Inference_for_Numerical

library(tidyverse)
library(openintro)
library(infer)
library(statsr)
library(psych)

Pre-exercise

Loading the data for this lab.

data(yrbss)

Looking at the meaning of variables.

?yrbss

Exercise 1

What are the cases in this data set? How many cases are there in our sample?

glimpse(yrbss)

## Rows: 13,583
## Columns: 13
## $ age                      <int> 14, 14, 15, 15, 15, 15, 15, 14, 15, 15, 15...
## $ gender                   <chr> "female", "female", "female", "female", "f...
## $ grade                    <chr> "9", "9", "9", "9", "9", "9", "9", "9", "9...
## $ hispanic                 <chr> "not", "not", "hispanic", "not", "not", "n...
## $ race                     <chr> "Black or African American", "Black or Afr...
## $ height                   <dbl> NA, NA, 1.73, 1.60, 1.50, 1.57, 1.65, 1.88...
## $ weight                   <dbl> NA, NA, 84.37, 55.79, 46.72, 67.13, 131.54...
## $ helmet_12m               <chr> "never", "never", "never", "never", "did n...
## $ text_while_driving_30d   <chr> "0", NA, "30", "0", "did not drive", "did ...
## $ physically_active_7d     <int> 4, 2, 7, 0, 2, 1, 4, 4, 5, 0, 0, 0, 4, 7, ...
## $ hours_tv_per_school_day  <chr> "5+", "5+", "5+", "2", "3", "5+", "5+", "5...
## $ strength_training_7d     <int> 0, 0, 0, 0, 1, 0, 2, 0, 3, 0, 3, 0, 0, 7, ...
## $ school_night_hours_sleep <chr> "8", "6", "<5", "6", "9", "8", "9", "6", "...

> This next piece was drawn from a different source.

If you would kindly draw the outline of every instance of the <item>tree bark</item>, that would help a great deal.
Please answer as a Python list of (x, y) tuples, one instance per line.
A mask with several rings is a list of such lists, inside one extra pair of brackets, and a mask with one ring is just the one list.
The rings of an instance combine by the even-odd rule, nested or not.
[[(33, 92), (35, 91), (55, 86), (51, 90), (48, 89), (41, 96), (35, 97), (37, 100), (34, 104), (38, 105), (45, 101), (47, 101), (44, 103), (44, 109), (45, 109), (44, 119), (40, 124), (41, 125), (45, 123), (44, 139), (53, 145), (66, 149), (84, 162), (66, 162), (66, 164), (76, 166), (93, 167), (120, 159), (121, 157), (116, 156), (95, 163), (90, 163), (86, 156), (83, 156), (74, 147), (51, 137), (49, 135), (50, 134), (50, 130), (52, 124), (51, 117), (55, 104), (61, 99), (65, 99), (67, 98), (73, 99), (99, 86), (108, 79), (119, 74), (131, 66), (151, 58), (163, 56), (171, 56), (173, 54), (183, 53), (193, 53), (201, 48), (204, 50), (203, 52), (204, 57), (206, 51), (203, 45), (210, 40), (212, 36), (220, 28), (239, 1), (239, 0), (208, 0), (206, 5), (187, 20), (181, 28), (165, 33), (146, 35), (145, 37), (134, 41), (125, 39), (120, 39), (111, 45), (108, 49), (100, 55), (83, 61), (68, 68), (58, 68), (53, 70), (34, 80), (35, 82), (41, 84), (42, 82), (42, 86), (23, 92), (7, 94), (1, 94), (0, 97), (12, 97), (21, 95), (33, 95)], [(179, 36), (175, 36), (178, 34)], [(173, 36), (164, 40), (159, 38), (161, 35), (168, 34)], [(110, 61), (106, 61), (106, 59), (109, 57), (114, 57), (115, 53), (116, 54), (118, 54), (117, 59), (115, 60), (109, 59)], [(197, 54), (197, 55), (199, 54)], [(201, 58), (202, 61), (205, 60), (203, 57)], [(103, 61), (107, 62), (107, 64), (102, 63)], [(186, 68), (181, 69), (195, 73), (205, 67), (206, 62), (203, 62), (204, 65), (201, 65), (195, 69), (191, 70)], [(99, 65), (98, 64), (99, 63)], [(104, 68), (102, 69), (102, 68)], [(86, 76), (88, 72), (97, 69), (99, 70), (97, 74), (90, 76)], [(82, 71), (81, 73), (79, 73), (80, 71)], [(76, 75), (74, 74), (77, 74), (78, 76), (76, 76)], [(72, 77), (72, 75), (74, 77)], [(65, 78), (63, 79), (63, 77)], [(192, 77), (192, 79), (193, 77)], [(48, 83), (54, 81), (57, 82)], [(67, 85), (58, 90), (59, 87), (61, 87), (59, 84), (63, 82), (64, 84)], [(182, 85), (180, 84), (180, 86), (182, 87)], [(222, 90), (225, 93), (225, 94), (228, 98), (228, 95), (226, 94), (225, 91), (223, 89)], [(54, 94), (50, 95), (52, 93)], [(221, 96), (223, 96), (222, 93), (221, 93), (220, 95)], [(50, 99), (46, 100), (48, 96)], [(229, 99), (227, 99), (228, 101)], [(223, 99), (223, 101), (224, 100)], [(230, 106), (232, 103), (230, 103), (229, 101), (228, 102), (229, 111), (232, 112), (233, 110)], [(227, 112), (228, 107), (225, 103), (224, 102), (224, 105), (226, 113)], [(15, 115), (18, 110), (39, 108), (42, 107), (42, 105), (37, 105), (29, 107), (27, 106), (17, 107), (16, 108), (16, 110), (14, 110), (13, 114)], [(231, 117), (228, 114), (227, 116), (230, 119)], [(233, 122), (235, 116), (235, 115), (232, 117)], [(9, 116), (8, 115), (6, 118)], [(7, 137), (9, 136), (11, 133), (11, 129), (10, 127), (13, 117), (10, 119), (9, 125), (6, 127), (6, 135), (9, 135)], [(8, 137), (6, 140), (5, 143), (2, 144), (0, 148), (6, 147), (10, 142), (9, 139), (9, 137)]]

There at 13,583 rows which is also the number of cases in this sample. The 13 cases in this data set were listed as:

* age
* gender
* grade
* hispanic
* race
* height
* weight
* helmet_12m
* text_while_driving_30d
* physically_active_7d 
* hours_tv_per_school_day
* strength_training_7d
* school_night_hours_sleep

Exercise 2

How many observations are we missing weights from?

Altogether, there are 9,476 missing values.

sum(is.na(yrbss))

## [1] 9476

Under the observations of weights we have 1004 missing values.

sum(is.na(yrbss$weight))

## [1] 1004

We could also use the summary function which confirms these missing values as the total number of NA in each column and provides some basic statistics. Here, we selected the weight column from the cases.

summary(yrbss[,7])

##      weight      
##  Min.   : 29.94  
##  1st Qu.: 56.25  
##  Median : 64.41  
##  Mean   : 67.91  
##  3rd Qu.: 76.20  
##  Max.   :180.99  
##  NA's   :1004

Exercise 3

Make a side-by-side boxplot of physical_3plus and weight. Is there a relationship between these two variables? What did you expect and why?

Creating the variable physical_3plus and filling in the case values with “yes” if the individual was physically active for at least 3 days in the week or “no” if they were not.

yrbss <- yrbss %>% 
  mutate(physical_3plus = ifelse(yrbss$physically_active_7d > 2, "yes", "no"))

A side-by-side boxplot will be made but keep in mind the missing variables listed as “NA” in the data frame are also plotted.

sum(is.na(yrbss$physical_3plus))

## [1] 273

There are 273 of them which is a small proportion of the number of observations overall.

ggplot(yrbss, aes(x=weight, y=physical_3plus)) + geom_boxplot() + theme_bw()

## Warning: Removed 1004 rows containing non-finite values (stat_boxplot).

We could remove these from the data frame entirely by adding to a parameter to the chunk where the physical_3plus column was created then plot again.

yrbss2 <- yrbss %>% 
  mutate(physical_3plus = ifelse(yrbss$physically_active_7d > 2, "yes", "no")) %>%
  na.exclude()
ggplot(yrbss2, aes(x=weight, y=physical_3plus)) + geom_boxplot() + theme_bw()

The relationship between a student’s weight and if they are physically active at least 3 times per week seems to show that those who are not physically active at least 3 times per week weigh less than those who are physically active at least 3 times per week. This is interesting as I would have expected those who were physically active at least 3 times per week to weigh less than those who were not physically active at least 3 times per week. My assumption comes from the idea that being physically active burns calories and fat, which over time, reduces a person’s weight. Although, these results are contrary to that assumption.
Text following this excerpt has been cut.